= Disabilities affecting intellectual abilities =

Subnormal intellectual functioning (cognitive disorder)

There are a variety of disabilities affecting intellectual ability. This is a broad concept encompassing various intellectual or cognitive deficits, including intellectual disability (formerly called mental retardation), deficits too mild to properly qualify as intellectual disability, and problems acquired later in life through acquired brain injuries or neurodegenerative diseases like dementia.

Many of these disabilities have an effect on memory, which is the ability to recall what has been learned over time. Typically memory is moved from sensory memory to working memory, and then finally into long-term memory. People with cognitive disabilities typically will have trouble with one of these types of memory.

==Intellectual disability==

Intellectual disability, also known as general learning disability, and previously known as mental retardation (a term now considered offensive), is a generalized disorder characterized by significantly impaired cognitive functioning and deficits in two or more adaptive behaviors that appears before adulthood. It has historically been defined as an Intelligence Quotient (IQ) score under 70, but the definition now includes both one component relating to mental functioning and one relating to individuals' functional skills in their environment, so IQ is not the only factor.

Intellectual disability must have appeared in the developmental period, not only as an adult. By contrast, people with cognitive impairment have, or previously had, normal IQ, but now show confusion, forgetfulness and difficulty concentrating; cognitive impairment is typical of brain injuries, side effects from medications, and dementia.

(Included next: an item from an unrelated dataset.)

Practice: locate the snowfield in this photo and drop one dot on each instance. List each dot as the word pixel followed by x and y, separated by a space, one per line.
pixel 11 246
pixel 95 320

==Acquired brain injuries==

An acquired brain injury (ABI) is brain damage caused by events after birth, rather than as part of a genetic or congenital disorder. It usually affects cognitive, physical, emotional, social or independent functioning. ABIs can result from either a traumatic brain injury or a non-traumatic injury such as stroke, infection or substance abuse. Most definitions of ABI exclude neurodegenerative disorders.

People with a brain injury may have difficulty controlling, coordinating and communicating their thoughts and actions. They may or may not retain their intellectual abilities, depending on the type and extent of the injury. However, the intellectual abilities of a person with a brain injury are likely to be interfered with by the resulting thought coordination and communication difficulties, which can make it difficult for them to express themselves in a manner intelligible to others. This may give the false impression of a damaged intelligence even in people with normal intellectual capacity.

==Neurodegenerative diseases==

Neurodegenerative diseases all involve the progressive loss of structure or function of neurons, including the death of neurons. Many neurodegenerative diseases including Parkinson's, Alzheimer's, and Huntington's occur as a result of neurodegenerative processes. As research progresses, many similarities appear which relate these diseases to one another on a sub-cellular level. Discovering these similarities offers hope for therapeutic advances that could ameliorate many diseases simultaneously.

Dementia is a serious loss of cognitive ability in a previously unimpaired person, beyond what might be expected from normal aging. Both dementia and intellectual disability are defined by neurologists as having an IQ that is two standard deviations below median (below about 70, when 100 is the median); the difference between these two classifications for intellectual disability is whether the low IQ represents a lifelong condition (intellectual disability), or a condition that is acquired later (dementia).

Dementia may be static, the result of a unique global brain injury, or progressive, resulting in long-term decline due to damage or disease in the body. In the early stages of Alzheimer's disease, whose symptoms of dementia are called mild cognitive impairment, the person typically loses 8 to 10 IQ points per year, with the result that a person of previously normal intelligence usually becomes intellectually disabled in less than five years.

==Living with cognitive disability==
Research documents the importance of providing those with intellectual disabilities alternative spaces and contexts where they feel included and can assert their own definitions of ability and what it is to be "normal."